CurveFormer++: 3D Lane Detection by Curve Propagation with Temporal Curve Queries and Attention

In autonomous driving, 3D lane detection using monocular cameras is an important task for various downstream planning and control tasks. Recent CNN and Transformer approaches usually apply a two-stage scheme in the model design. The first stage transforms the image feature from a front image into a bird's-eye-view (BEV) representation. Subsequently, a sub-network processes the BEV feature map to generate the 3D detection results. However, these approaches heavily rely on a challenging image feature transformation module from a perspective view to a BEV representation. In our work, we present CurveFormer++, a single-stage Transformer-based method that does not require the image feature view transform module and directly infers 3D lane detection results from the perspective image features. Specifically, our approach models the 3D detection task as a curve propagation problem, where each lane is represented by a curve query with a dynamic and ordered anchor point set. By employing a Transformer decoder, the model can iteratively refine the 3D lane detection results. A curve cross-attention module is introduced in the Transformer decoder to calculate similarities between image features and curve queries of lanes. To handle varying lane lengths, we employ context sampling and anchor point restriction techniques to compute more relevant image features for a curve query. Furthermore, we apply a temporal fusion module that incorporates selected informative sparse curve queries and their corresponding anchor point sets to leverage historical lane information. In the experiments, we evaluate our approach for the 3D lane detection task on two publicly available real-world datasets. The results demonstrate that our method provides outstanding performance compared with both CNN and Transformer based methods. We also conduct ablation studies to analyze the impact of each component in our approach.
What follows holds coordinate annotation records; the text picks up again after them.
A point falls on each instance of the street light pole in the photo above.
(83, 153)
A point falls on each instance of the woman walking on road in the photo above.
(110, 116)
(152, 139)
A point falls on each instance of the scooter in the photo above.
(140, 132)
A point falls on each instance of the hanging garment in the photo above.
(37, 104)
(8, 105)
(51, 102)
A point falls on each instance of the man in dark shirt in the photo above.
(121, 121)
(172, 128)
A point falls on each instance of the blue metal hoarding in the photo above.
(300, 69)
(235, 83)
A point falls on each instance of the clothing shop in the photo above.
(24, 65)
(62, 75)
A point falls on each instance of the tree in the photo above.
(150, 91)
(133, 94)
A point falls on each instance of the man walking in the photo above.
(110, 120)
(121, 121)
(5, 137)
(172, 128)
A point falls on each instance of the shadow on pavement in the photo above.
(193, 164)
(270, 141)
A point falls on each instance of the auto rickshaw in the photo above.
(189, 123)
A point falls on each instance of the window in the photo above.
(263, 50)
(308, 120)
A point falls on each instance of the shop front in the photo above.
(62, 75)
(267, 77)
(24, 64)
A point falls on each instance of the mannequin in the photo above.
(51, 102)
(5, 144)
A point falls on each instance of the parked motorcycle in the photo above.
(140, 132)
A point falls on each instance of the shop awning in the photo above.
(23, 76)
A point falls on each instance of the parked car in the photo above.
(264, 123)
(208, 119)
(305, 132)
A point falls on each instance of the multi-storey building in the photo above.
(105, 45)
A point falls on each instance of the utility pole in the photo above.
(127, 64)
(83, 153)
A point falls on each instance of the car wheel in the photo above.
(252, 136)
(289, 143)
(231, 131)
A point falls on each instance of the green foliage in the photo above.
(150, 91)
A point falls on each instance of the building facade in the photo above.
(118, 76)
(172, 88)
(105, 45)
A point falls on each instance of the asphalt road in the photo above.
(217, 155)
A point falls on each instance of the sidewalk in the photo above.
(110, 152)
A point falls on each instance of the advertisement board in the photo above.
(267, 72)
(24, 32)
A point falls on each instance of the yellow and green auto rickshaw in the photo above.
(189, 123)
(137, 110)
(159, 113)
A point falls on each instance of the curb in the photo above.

翻译：在自动驾驶领域，基于单目摄像头的3D车道检测是多种下游规划与控制任务的重要基础。当前基于CNN和Transformer的方法通常在模型设计中采用两阶段方案：第一阶段将前视图像特征转换为鸟瞰图（BEV）表示，第二阶段通过子网络处理BEV特征图生成3D检测结果。然而，这类方法高度依赖从透视视图到BEV表示的图像特征变换模块，该任务极具挑战性。本文提出CurveFormer++——一种无需图像特征视图变换模块的单阶段Transformer方法，可直接从透视图像特征推断3D车道检测结果。具体而言，我们将3D检测任务建模为曲线传播问题，每条车道由包含动态有序锚点集的曲线查询表示。通过Transformer解码器，模型可迭代优化3D车道检测结果。在解码器中引入曲线交叉注意力模块，用于计算图像特征与车道曲线查询之间的相似度。为应对不同车道长度，我们采用上下文采样与锚点限制技术，为曲线查询提取更相关的图像特征。此外，我们设计时序融合模块，通过整合选定的稀疏曲线查询及其对应锚点集，有效利用历史车道信息。实验环节中，我们在两个公开真实世界数据集上评估了该方法在3D车道检测任务中的表现。结果表明，与基于CNN和Transformer的方法相比，本方法均展现出卓越性能。同时通过消融实验，系统分析了各组件对模型的影响。